В своём «Происхождении человека»[352] Дарвин делает сходное утверждение: «У социальных животных молодые самцы должны пройти через множество состязаний до того, как они получат самку, а старые самцы должны отбивать своих самок в повторных сражениях. Также они должны, как и в случае человека, защищать своих самок, равно как и свой молодняк, от всякого рода врагов и охотиться для их совместного пропитания».

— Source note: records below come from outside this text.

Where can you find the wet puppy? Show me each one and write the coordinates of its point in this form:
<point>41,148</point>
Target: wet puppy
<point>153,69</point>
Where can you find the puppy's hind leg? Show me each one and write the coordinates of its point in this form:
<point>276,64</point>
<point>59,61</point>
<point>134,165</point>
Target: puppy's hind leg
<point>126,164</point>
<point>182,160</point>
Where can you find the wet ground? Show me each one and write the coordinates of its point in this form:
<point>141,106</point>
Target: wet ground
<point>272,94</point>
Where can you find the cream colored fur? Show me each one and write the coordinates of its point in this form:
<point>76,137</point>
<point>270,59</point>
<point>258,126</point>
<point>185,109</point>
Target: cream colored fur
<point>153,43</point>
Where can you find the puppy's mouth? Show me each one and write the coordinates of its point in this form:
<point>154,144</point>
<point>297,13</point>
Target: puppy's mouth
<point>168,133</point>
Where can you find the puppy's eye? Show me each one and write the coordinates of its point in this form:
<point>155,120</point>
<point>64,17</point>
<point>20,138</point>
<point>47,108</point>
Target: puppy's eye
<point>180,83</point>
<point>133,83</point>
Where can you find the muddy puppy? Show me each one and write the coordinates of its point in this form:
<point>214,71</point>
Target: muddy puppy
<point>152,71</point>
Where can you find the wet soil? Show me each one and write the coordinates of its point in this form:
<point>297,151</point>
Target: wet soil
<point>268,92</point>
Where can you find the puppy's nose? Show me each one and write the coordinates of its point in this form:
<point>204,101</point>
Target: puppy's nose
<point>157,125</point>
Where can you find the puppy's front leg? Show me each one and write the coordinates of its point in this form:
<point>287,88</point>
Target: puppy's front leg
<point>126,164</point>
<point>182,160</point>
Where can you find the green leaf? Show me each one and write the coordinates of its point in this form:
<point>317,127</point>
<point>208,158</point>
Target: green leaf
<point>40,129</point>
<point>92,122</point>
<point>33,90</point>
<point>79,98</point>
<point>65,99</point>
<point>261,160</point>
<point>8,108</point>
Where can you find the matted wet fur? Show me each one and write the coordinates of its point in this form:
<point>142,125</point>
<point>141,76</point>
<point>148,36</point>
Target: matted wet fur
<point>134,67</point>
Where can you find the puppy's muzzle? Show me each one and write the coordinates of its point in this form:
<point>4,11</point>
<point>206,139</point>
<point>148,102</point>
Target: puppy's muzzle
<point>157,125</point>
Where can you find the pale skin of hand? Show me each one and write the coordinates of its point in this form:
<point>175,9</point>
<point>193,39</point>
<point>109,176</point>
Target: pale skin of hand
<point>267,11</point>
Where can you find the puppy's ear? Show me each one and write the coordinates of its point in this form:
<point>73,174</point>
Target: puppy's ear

Среди позвоночных вожак стада (или стаи) отбирается через доблесть сражений — следуя тем же самым «общим принципам», которые побудили Наполеона водрузить на своё чело корону — своей рукой. Все королевские фамилии мира были основаны сражающимися людьми, и поддерживаются они сражающимися людьми — так же, как и у «скотины». Главный козырь, как у животных, так и у человеческих предводителей — это способность сражаться. «Обычное стадо» инстинктивно чувствует, что хороший боец обладает всеми необходимыми достоинствами хорошего лидера, а лидер — это именно то, чего они хотят. Только в битве может быть низложен король у животных, а его победитель всегда является его преемником. Пока его зрение, слух, сила и отвага выдерживают, он — абсолютный господин, судья, главный производитель — но ни мгновением более. «Король умер, да здравствует король!»[353] — биологическое утверждение.

Это естественный порядок. Неестественный порядок — это делать слабых, но голосистых краснобаев верховными судьями (или конституционными королями). Этот более поздний план принимается только человеческими толпами в века слабоумия и всеобщего упадка.

Политики бесконечно «сражаются» друг с другом (если верить сенсационным заголовкам нашего «Ежедневного лжеца»), но этот тип войны — притворство, предназначенное для того, чтобы ввести всех в заблуждение. На самом деле никакой «драки» между ними не происходит. То, что они называют «дракой» — это делание ставок «за» и «против», игра в «кинь и подбрось»[354] за трофеи, которые другие люди завоевали, и за урожаи, которые другие люди собрали. Слушайте! Слышите ли вы, как они во весь голос с пеной у рта провозглашают свой «божественный энтузиазм во имя человечества»? Зачем? Для того, чтобы они (грязные негодяи, вот кто они) могли сидеть на своих тёпленьких местечках и направлять нации в ад, набивая при этом свои кошельки прибылью с налогов и шантажа. Нации всегда достигали вершин славы и процветания под предводительством сильных и отважных людей, избранных самими собой, и падали на самое дно деградации и бесчестия под дьявольским господством избранных массами ораторов. (Произведённые ими разрушения не так бросаются в глаза в Америке, как в Европе, потому что здесь очень обширная территория — практически безграничная).

2

Женщины инстинктивно восторгаются солдатами, атлетами, королями, дворянами, и вообще воинственными мужчинами, предпочитая их всем остальным соискателям — и это правильно.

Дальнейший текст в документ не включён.